En lugar de responder* el bandido metióse una mano en el pecho y volvió a sacarla con dos pliegos provistos de sellos verdes. Eran las cartas que «Cabeza de Piedra» había extraviado.
—¡Ah, por fin!… —murmuró el marqués, arrebatándoselas—. ¿Cómo te has valido?
—La casualidad lo hizo; en rigor, yo era sincero al ponerme de parte de vuestros enemigos, al verme abandonado de vuestro honor. Pero un día, «Cabeza de Piedra», al hacer un brusco movimiento, dejó caer las dos preciosas cartas, de las cuales me apoderé, esperando que pudieran ser útiles. Los acontecimientos que después se sucedieron fueron tales, y tan vertiginosa su sucesión, que el maestre olvidóse de los pliegos, hasta que al llegar sir William volvióse a acordar de ellos, demasiado tarde ya.
—¡Pero todavía no he llegado yo tarde para castigarte, traidor! —tronó en aquel momento una voz llena de cólera—. Justo es que recibas el precio de tu infamia.

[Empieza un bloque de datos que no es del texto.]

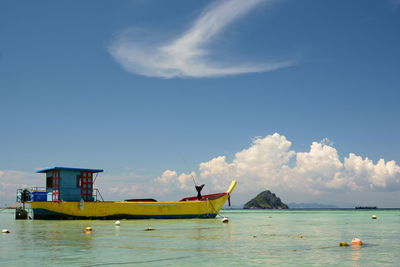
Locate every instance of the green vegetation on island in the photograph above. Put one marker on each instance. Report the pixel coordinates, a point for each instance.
(265, 200)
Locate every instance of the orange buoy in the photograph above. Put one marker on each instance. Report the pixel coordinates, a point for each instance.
(356, 242)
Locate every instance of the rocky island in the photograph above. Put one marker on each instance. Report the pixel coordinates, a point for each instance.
(265, 200)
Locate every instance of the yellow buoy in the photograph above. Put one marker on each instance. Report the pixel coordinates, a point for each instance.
(356, 242)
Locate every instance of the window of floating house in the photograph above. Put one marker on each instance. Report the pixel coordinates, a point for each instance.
(78, 181)
(49, 180)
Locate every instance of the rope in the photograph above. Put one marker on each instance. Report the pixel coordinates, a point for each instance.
(215, 210)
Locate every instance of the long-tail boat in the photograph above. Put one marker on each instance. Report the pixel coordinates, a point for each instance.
(69, 194)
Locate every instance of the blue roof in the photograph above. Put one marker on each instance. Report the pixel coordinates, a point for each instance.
(68, 168)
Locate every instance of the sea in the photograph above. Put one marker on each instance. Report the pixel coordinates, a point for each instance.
(250, 238)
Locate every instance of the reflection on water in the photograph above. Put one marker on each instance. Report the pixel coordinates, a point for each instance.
(251, 238)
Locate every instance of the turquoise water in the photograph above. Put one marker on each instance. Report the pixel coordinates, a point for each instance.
(251, 238)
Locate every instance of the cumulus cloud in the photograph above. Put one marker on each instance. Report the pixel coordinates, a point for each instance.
(189, 54)
(11, 180)
(269, 163)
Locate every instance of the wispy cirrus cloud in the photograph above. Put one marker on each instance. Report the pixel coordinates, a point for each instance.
(189, 55)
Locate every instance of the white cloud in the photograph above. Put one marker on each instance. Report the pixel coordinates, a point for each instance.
(317, 172)
(188, 55)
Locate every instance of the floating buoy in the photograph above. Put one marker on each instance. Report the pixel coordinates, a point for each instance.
(356, 242)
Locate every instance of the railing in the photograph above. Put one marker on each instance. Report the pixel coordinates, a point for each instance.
(25, 194)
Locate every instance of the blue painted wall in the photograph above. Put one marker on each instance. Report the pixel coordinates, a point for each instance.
(68, 189)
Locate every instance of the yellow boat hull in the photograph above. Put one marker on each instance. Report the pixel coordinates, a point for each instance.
(208, 207)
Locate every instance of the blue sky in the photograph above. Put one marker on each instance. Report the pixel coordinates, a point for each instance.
(151, 90)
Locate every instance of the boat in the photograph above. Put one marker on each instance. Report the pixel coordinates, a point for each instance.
(69, 194)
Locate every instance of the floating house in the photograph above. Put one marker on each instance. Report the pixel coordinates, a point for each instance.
(69, 194)
(67, 184)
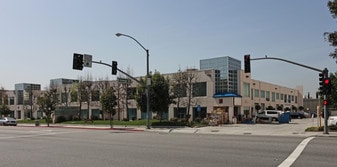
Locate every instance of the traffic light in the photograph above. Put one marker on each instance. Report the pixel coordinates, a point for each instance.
(327, 86)
(114, 68)
(321, 83)
(78, 61)
(247, 63)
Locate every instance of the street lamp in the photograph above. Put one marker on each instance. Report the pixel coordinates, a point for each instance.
(148, 82)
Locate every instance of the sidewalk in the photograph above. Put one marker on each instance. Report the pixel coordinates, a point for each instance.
(295, 128)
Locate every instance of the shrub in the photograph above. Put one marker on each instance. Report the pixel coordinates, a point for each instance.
(60, 119)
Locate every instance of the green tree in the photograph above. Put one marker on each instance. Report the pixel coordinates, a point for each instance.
(179, 87)
(47, 103)
(108, 102)
(160, 98)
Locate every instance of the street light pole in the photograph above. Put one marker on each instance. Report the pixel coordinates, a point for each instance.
(148, 82)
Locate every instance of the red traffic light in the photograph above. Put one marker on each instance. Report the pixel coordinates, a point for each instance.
(326, 81)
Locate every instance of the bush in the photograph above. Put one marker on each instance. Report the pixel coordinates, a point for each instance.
(169, 123)
(60, 119)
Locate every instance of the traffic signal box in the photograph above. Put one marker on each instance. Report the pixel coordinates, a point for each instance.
(321, 83)
(78, 61)
(114, 68)
(247, 63)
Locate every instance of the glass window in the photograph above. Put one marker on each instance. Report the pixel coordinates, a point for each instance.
(246, 89)
(73, 96)
(273, 96)
(263, 94)
(95, 95)
(11, 101)
(200, 89)
(267, 94)
(256, 93)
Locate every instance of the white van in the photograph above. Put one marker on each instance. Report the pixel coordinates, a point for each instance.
(274, 114)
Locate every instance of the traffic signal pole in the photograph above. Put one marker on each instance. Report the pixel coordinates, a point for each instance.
(325, 117)
(324, 72)
(126, 74)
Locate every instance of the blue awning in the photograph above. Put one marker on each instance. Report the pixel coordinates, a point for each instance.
(227, 94)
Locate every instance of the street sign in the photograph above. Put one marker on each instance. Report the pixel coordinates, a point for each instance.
(124, 80)
(87, 60)
(198, 108)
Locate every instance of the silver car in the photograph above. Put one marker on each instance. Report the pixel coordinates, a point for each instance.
(8, 121)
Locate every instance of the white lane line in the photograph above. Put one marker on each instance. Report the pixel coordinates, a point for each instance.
(36, 135)
(296, 153)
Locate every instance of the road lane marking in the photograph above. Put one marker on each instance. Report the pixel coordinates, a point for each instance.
(36, 135)
(296, 153)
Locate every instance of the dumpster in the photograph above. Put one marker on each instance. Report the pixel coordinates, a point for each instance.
(284, 117)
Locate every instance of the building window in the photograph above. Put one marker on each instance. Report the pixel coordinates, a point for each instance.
(180, 90)
(263, 94)
(73, 96)
(181, 113)
(131, 93)
(246, 89)
(273, 96)
(256, 93)
(200, 89)
(11, 101)
(268, 95)
(95, 95)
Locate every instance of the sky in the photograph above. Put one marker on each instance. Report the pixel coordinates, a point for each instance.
(38, 37)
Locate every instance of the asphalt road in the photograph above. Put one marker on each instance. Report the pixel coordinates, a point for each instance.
(64, 147)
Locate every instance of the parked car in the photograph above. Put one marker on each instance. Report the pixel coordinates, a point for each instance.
(295, 114)
(332, 120)
(8, 121)
(265, 114)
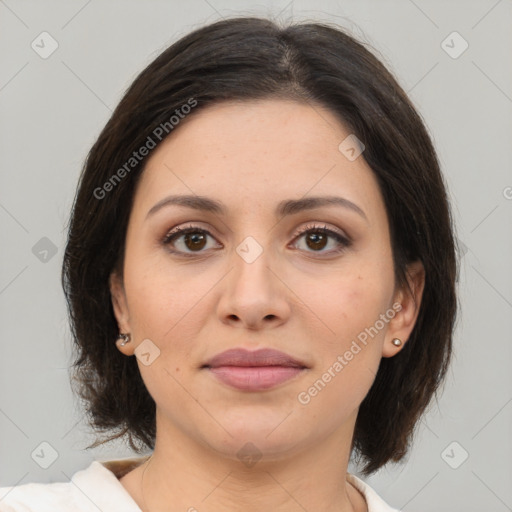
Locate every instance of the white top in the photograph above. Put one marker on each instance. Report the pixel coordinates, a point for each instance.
(98, 488)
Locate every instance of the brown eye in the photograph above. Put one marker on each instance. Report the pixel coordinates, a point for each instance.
(317, 238)
(192, 239)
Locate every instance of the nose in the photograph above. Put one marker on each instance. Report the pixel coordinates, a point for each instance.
(254, 296)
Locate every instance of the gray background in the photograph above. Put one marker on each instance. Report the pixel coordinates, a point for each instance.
(53, 109)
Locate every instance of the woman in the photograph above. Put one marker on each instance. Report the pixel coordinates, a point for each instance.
(263, 227)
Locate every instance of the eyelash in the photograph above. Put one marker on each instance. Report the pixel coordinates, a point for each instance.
(180, 231)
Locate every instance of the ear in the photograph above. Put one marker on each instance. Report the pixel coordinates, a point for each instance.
(120, 306)
(403, 322)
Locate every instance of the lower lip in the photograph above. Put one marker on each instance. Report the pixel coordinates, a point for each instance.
(254, 378)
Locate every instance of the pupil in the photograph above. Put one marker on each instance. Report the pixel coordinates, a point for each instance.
(317, 239)
(195, 238)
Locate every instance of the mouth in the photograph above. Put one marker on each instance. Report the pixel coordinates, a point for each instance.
(254, 370)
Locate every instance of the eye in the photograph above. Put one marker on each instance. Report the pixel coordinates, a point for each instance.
(317, 238)
(194, 239)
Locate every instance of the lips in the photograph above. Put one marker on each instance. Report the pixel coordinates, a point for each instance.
(257, 370)
(257, 358)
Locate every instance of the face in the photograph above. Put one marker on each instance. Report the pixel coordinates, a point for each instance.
(315, 283)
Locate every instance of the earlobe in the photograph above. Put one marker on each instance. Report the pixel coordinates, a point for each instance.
(119, 302)
(401, 326)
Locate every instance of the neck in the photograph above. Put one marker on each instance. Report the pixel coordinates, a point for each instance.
(185, 475)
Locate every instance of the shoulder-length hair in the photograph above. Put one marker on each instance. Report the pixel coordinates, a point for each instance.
(255, 58)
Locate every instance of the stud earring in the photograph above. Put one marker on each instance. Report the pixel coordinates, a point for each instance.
(125, 337)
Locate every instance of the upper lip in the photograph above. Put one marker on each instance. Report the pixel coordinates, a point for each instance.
(260, 357)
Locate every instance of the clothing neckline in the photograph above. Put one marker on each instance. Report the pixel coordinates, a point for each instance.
(118, 468)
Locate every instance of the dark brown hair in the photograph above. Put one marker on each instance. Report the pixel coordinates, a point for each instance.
(255, 58)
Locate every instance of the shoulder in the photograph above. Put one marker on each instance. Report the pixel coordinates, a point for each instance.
(89, 490)
(374, 502)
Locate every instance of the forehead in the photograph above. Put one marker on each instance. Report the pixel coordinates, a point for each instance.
(255, 153)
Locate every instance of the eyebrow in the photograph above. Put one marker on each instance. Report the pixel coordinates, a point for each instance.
(286, 207)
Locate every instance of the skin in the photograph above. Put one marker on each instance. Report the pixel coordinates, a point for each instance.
(302, 299)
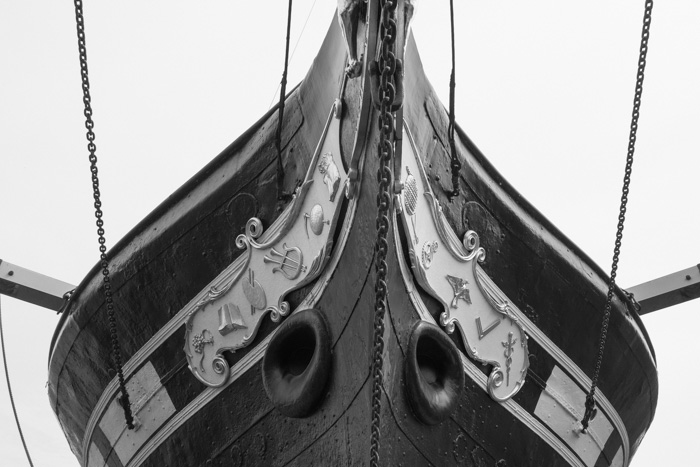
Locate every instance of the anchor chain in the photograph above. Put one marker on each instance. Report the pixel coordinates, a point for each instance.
(89, 124)
(590, 397)
(387, 68)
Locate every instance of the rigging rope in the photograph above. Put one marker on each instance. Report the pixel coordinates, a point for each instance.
(89, 124)
(387, 65)
(590, 397)
(283, 92)
(9, 390)
(455, 164)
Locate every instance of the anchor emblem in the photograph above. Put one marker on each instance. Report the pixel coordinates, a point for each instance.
(290, 263)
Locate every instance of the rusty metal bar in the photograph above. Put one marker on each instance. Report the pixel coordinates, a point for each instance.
(668, 290)
(32, 287)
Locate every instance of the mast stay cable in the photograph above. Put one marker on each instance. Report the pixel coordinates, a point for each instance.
(590, 397)
(9, 389)
(455, 164)
(283, 92)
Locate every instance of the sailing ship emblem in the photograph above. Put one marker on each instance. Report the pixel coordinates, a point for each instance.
(290, 262)
(459, 286)
(331, 176)
(488, 326)
(410, 200)
(230, 319)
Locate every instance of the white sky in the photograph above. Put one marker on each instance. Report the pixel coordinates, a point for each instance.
(544, 88)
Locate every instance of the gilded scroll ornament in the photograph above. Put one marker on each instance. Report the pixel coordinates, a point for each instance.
(272, 265)
(489, 329)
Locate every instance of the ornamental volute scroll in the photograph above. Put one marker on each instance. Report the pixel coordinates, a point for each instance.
(447, 269)
(291, 253)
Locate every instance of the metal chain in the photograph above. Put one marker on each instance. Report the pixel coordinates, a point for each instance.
(89, 124)
(455, 164)
(590, 398)
(387, 67)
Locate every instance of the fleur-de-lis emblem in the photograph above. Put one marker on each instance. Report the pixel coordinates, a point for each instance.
(508, 345)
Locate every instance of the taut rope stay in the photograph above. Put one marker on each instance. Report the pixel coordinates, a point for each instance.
(283, 92)
(455, 164)
(590, 397)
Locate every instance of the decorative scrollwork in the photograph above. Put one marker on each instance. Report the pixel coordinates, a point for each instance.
(276, 313)
(221, 367)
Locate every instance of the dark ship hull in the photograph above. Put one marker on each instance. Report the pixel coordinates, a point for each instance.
(178, 256)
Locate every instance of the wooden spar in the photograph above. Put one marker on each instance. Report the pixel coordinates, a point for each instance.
(668, 290)
(32, 287)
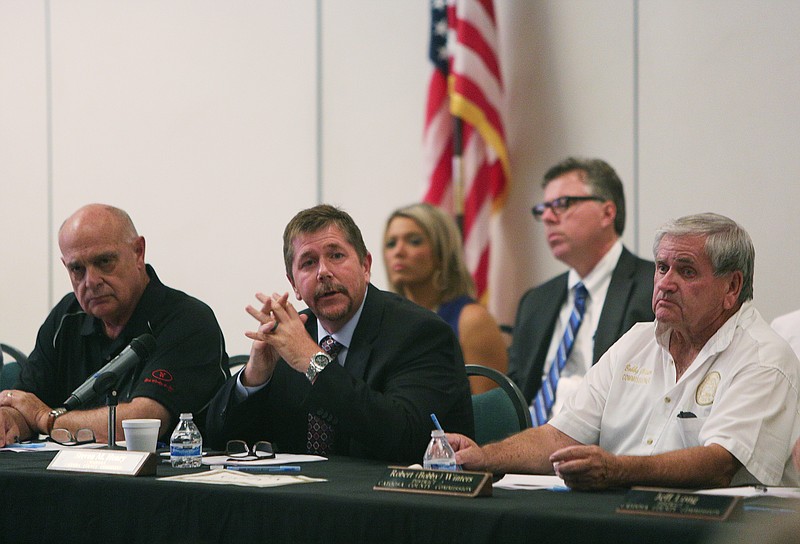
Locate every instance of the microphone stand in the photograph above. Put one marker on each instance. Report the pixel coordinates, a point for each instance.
(111, 402)
(106, 383)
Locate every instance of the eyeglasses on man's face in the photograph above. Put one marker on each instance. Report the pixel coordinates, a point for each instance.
(561, 204)
(66, 438)
(239, 450)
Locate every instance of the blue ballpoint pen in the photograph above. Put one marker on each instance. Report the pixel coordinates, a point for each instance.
(265, 469)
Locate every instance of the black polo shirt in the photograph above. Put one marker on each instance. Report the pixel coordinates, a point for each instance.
(187, 367)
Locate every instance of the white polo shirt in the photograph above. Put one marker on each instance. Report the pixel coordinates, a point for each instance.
(742, 388)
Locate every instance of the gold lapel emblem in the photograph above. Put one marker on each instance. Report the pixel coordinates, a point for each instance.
(707, 389)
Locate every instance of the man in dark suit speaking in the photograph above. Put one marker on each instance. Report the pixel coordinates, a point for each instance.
(584, 216)
(358, 373)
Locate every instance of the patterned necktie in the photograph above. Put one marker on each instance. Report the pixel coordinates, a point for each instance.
(542, 404)
(320, 432)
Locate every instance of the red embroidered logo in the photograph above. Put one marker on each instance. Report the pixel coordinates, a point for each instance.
(162, 375)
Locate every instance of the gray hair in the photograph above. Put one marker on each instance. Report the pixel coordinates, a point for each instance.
(727, 245)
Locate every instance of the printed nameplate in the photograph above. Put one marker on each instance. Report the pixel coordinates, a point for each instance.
(435, 482)
(126, 463)
(676, 503)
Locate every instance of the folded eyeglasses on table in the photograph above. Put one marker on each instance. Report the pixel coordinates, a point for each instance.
(240, 451)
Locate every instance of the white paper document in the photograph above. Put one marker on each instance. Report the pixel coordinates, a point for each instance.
(280, 459)
(231, 477)
(531, 481)
(754, 491)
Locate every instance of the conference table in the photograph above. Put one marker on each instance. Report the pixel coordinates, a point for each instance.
(40, 505)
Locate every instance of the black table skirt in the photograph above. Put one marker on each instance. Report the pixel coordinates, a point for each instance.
(38, 505)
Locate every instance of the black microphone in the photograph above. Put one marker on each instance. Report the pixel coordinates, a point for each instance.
(138, 350)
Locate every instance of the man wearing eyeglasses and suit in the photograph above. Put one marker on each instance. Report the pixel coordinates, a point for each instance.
(583, 214)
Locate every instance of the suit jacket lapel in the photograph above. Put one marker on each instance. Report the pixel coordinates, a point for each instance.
(613, 314)
(360, 348)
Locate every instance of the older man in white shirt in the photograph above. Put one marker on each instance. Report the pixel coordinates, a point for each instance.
(707, 396)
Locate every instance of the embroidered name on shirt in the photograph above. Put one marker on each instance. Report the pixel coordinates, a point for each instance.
(636, 374)
(161, 377)
(707, 389)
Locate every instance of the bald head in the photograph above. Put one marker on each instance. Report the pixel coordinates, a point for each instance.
(104, 256)
(99, 217)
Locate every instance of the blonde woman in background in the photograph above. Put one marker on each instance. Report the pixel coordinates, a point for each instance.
(425, 264)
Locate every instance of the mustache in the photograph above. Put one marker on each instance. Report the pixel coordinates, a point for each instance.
(329, 288)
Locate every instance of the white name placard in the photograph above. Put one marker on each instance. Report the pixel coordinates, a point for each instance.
(126, 463)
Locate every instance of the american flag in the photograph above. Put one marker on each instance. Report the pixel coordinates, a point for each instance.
(466, 84)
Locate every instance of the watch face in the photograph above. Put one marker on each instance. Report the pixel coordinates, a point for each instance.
(321, 360)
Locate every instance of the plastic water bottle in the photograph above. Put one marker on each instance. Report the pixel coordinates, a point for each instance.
(186, 444)
(440, 454)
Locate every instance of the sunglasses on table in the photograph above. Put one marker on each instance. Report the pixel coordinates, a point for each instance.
(240, 451)
(66, 438)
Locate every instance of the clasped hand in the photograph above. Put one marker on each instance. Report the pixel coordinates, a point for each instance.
(585, 467)
(22, 415)
(281, 334)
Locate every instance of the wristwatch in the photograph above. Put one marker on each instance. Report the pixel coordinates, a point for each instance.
(52, 416)
(318, 363)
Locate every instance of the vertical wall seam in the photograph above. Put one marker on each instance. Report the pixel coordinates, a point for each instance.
(319, 100)
(48, 67)
(636, 214)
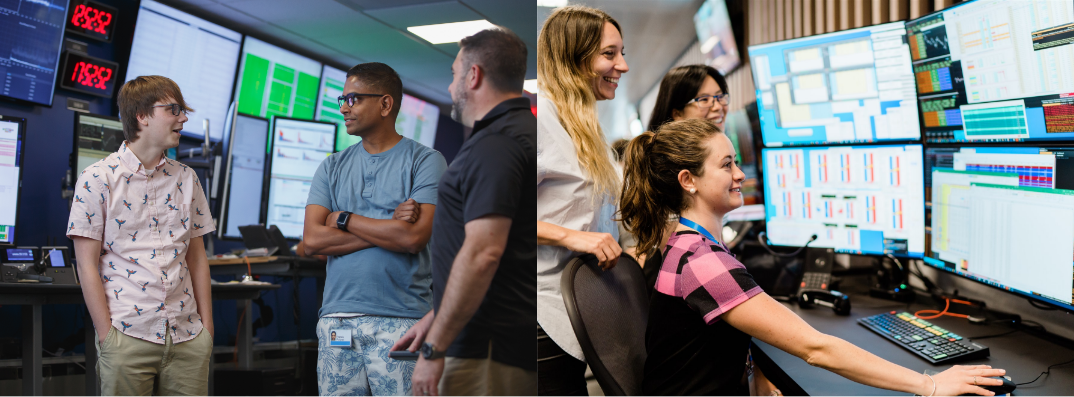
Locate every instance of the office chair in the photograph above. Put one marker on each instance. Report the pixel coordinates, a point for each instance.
(609, 311)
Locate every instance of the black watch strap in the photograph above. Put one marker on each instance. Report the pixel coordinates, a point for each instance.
(342, 220)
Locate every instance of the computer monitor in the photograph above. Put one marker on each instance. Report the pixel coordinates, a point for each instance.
(418, 120)
(996, 71)
(865, 200)
(854, 86)
(295, 150)
(714, 34)
(30, 48)
(1004, 217)
(12, 140)
(96, 137)
(738, 129)
(244, 176)
(328, 105)
(275, 82)
(199, 56)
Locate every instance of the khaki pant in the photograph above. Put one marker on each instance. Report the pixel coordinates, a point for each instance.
(129, 366)
(485, 378)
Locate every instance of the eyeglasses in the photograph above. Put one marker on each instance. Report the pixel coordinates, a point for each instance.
(708, 101)
(350, 99)
(175, 108)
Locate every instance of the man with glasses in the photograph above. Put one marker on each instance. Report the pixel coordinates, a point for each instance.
(371, 210)
(150, 305)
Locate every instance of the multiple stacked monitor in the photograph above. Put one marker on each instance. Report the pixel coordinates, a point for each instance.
(987, 85)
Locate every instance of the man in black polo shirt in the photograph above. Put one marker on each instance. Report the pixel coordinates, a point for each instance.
(484, 291)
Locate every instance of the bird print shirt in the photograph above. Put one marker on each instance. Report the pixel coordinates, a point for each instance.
(144, 219)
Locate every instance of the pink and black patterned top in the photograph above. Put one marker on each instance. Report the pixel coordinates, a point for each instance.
(690, 351)
(704, 274)
(145, 219)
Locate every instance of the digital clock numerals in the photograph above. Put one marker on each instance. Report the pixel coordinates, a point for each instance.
(88, 17)
(91, 75)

Un disparo retumbó, seguido de un grito desgarrador y de la caída de un cuerpo al suelo. El marqués de Halifax y maestre Davis volviéronse rápidos, palideciendo y lanzando un verdadero rugido.
Sir William McLellan, vestido de algonquino, pero con la cabeza descubierta y el rostro alterado por el furor espantoso, pero fácil de conocer, se erguía en el umbral de una puertecilla abierta de improviso, y empuñaba aún en la mano derecha la pistola con que había destrozado el pecho del vil Oxford.
Hubo un instante de silencio, de inmovilidad, de expectación. Halifax y Davis echaron mano a la espada y montaron las pistolas que llevaban ocultas bajo el uniforme. El malaventurado secretario se revolcaba en el suelo en su propia sangre.
En sus facciones se retrataba la muerte.
Después oyéronse gritos, pasos apresurados, preguntas y órdenes transmitidas en inglés, francés o indio y no tardaron mucho en aparecer corriendo el barón de Clairmont, sus dos hijos, el abate Rivoire, «Petifoque», Wolf, criados algonquinos, todos armados, por una parte, y de otra, oficiales y soldados ingleses con las espadas desnudas y los fusiles preparados.
En breve hallóse la estancia invadida por aquellas personas, que se contemplaban amenazadora y resueltamente.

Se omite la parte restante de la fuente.